# standing too far/close to the ball at address...



## slugger (May 27, 2009)

I hit a couple of shots off the heel of my driver the last couple of rounds and this got me thinking i really need to get my set up sorted, especially with the driver and 3 wood.

can standing too close or too far from the ball cause hooks and slices?

is there any set routine that you can use to make sure you are the correct distance from the ball at adress, especially for the clubs with longer shafts where it becomes easier to get it wrong.


----------



## The23rdman (May 27, 2009)

Basically your arms should be hanging comfortably down from your shoulders. There should be no reaching out or holding them in too tight. If anything a little further away with driver is favourable.
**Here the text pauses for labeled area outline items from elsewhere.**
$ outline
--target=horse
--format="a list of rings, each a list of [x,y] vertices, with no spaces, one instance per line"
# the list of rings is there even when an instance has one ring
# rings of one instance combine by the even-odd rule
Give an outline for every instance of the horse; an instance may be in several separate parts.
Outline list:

Can you post a picture or video of your set-up?


----------



## slugger (May 27, 2009)

i'll try and get one with the driver over the next few days. 

since i posted my swing up here and worked on my arm position and height i've improved a lot, but sometimes i still hit a driver where the ball comes left of the heel of the club.


----------



## haplesshacker (May 27, 2009)

my pro was using this 'set up' for trying to erradiacate my hook. Well, one of many.

He suggested that I should be closer to the ball on set up. Because I was too far awy from the ball it was causing a flat swing plane which was one of the many things causing my hook.


----------



## Adrena1in (May 27, 2009)

Sometimes I used to stand a bit too close to the ball, and in making sure the clubhead hit the ball I would come out to in, which caused a lot of slices.


----------



## golf_bug (May 27, 2009)

Take a sharpie (or some lipstick!) to the driving range and draw a splodge on the back of the ball, then hit it. The splodge will leave a mark on teh face of the club showing where you have hit it.
I tried this on the weeked and found I was hitting shots right next to the hosel, despite setting up with the ball in the of the club head. In summary - I am standing too close!


----------



## Redwood (May 27, 2009)

Exactly the same as Tim, and the same as Hapless, but also opposite if you see what I mean.

If I stand too close to the ball with the Driver I tend to slice, as I'm probably coming over the top, whereas if I give myself plenty or room I can hit it a lot straighter.  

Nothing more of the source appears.